Preparing all this data on the fly during the training requires a lot of high performance storage, to ensure maximum GPU utilization and lower time to results. Here, Nebius accommodate this need by providing direct attached high-speed SSDs to move large amounts of data between the GPUs.

Model evaluation

Evaluating the quality of accent localization models is not a straightforward process. Krisp used a combination of objective metrics and subjective testing to ensure high-quality output. They look at things like how natural the speech sounds, whether the pronunciation is correct, and how accurately the words and sounds are reproduced.

Krisp’s engineers have developed their own ways to measure how natural the speech sounds, as there aren’t widely accepted industry standards for this. They also check that words aren’t distorted in the output speech, which is crucial for maintaining the meaning and intent. Among others, they use metrics like word error rate (WER) by comparing the transcription of the converted speech to the original and phoneme error rate (PER) for assessing pronunciation accuracy.

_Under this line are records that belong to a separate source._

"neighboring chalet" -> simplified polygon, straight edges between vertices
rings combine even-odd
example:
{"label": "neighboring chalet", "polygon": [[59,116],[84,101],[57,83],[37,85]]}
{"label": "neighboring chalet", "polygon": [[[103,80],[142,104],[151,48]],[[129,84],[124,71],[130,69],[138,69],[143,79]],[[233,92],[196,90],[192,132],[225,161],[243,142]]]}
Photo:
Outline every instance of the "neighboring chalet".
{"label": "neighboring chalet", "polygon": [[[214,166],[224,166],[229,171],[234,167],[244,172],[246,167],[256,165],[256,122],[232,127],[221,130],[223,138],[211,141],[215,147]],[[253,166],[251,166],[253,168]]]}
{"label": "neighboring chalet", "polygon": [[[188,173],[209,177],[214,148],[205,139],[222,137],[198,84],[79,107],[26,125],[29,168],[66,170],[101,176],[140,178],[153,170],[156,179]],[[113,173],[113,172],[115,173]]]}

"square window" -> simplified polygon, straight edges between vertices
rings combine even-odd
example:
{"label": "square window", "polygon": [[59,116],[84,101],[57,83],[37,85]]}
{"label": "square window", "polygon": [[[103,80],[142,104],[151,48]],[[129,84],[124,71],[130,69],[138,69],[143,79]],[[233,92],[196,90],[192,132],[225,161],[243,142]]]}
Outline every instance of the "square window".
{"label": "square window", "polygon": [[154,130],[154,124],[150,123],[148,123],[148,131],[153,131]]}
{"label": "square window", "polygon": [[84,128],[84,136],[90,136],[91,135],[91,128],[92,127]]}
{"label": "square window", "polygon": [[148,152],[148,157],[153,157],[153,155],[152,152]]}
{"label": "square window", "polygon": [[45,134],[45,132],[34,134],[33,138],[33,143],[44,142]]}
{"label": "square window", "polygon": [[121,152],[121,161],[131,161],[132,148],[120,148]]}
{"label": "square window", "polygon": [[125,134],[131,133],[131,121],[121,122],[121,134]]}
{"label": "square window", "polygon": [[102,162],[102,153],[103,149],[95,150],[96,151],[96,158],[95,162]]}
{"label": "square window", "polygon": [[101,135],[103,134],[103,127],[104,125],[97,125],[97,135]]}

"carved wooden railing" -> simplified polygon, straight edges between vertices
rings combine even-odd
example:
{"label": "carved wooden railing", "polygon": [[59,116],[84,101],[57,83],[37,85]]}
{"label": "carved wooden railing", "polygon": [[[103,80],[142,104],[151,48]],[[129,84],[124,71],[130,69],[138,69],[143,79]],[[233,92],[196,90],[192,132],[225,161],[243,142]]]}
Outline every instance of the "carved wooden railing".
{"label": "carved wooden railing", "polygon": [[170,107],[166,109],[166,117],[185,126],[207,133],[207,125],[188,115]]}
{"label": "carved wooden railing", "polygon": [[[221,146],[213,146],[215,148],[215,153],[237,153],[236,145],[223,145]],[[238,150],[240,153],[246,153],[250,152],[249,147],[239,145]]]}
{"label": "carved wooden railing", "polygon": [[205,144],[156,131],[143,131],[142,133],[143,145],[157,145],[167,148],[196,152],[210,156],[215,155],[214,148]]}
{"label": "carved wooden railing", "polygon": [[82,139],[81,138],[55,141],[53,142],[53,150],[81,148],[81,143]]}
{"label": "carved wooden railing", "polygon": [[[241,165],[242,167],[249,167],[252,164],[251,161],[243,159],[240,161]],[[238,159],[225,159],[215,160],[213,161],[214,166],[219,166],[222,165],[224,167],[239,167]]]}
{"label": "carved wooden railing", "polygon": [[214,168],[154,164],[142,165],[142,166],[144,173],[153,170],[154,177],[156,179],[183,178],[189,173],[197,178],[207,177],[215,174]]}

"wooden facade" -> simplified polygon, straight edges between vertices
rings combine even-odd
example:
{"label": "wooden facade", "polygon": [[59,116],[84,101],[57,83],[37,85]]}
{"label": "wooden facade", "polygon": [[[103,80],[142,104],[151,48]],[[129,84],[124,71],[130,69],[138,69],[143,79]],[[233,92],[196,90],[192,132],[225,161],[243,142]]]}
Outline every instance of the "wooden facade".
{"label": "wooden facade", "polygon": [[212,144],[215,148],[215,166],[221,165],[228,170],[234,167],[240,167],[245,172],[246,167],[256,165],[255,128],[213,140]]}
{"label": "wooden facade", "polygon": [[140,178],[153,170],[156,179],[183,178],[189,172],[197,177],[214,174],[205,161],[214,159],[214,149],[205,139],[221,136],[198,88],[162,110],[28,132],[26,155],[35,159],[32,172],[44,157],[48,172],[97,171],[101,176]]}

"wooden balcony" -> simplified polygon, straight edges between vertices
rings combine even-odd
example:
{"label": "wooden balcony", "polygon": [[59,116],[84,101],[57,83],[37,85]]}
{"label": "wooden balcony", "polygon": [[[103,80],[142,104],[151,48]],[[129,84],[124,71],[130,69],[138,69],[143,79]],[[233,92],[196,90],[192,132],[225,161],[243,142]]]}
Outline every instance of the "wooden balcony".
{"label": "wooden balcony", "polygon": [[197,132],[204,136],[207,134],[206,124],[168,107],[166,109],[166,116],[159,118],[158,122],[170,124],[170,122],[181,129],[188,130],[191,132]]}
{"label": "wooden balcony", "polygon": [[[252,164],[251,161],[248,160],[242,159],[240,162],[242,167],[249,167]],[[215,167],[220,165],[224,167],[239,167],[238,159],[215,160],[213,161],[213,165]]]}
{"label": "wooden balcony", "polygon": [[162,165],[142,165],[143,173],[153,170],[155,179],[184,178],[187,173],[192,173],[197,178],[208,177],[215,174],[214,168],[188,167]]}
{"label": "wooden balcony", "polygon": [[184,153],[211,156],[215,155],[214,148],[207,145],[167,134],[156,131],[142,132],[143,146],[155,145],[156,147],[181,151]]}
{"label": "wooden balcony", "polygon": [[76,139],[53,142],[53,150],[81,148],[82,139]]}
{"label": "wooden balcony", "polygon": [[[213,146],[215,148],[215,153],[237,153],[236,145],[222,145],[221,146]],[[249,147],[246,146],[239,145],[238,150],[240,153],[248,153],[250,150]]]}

Let us build pipelines of the same complexity for you

Our dedicated solution architects will examine all your specific requirements and build a solution tailored specifically for you.

Talk to an expert

Key highlights of working with Nebius AI

As mentioned, Krisp’s work with Nebius AI targeted training of their foundational voice AI models for accent localization. The secondary goal was get acquainted with the capabilities and performance of their H100 GPUs. They found that a single H100 GPU completed the training process 50–80% faster than the A100 GPU they were familiar with.
Krisp found the Nebius infrastructure to be very stable, with only one planned downtime during an intense 3-month collaboration, which was communicated well in advance.
They were also impressed with the quality of support and onboarding with one of our cloud solutions architects, noting that they were able to transfer data and start training within a day of an initial discussion.
They ask for VM option with greater CPU power for H100s, and we will consider that.
They expressed high satisfaction from our collaboration, given that they met their tight product research and development timeline, plus valuable insights into working with H100 GPUs, highlighting areas where they could improve their training processes for the future.

Lessons learned and future directions

Working with Nebius AI, Krisp have made significant progress in developing real-time, on-device AI solutions, particularly in the area of accent localization. It also gave Krisp valuable insights into using advanced GPU systems and cloud infrastructure. They learned a lot about what H100 GPUs can do and identified ways they could improve training processes to make better use of this hardware.

Krisp’s challenge here is switching to more complex distributed training setups. The team, while knowing its own infrastructure well, sees a need to develop better ways of using a distributed GPU cluster to really benefit from cloud systems like Nebius AI has.

Looking ahead, Krisp plans to continue optimizing their real-time models based on the foundational models developed on our platform. They’re thinking about supporting more accent types in the near future, which will require new foundational models and provide further collaboration opportunities.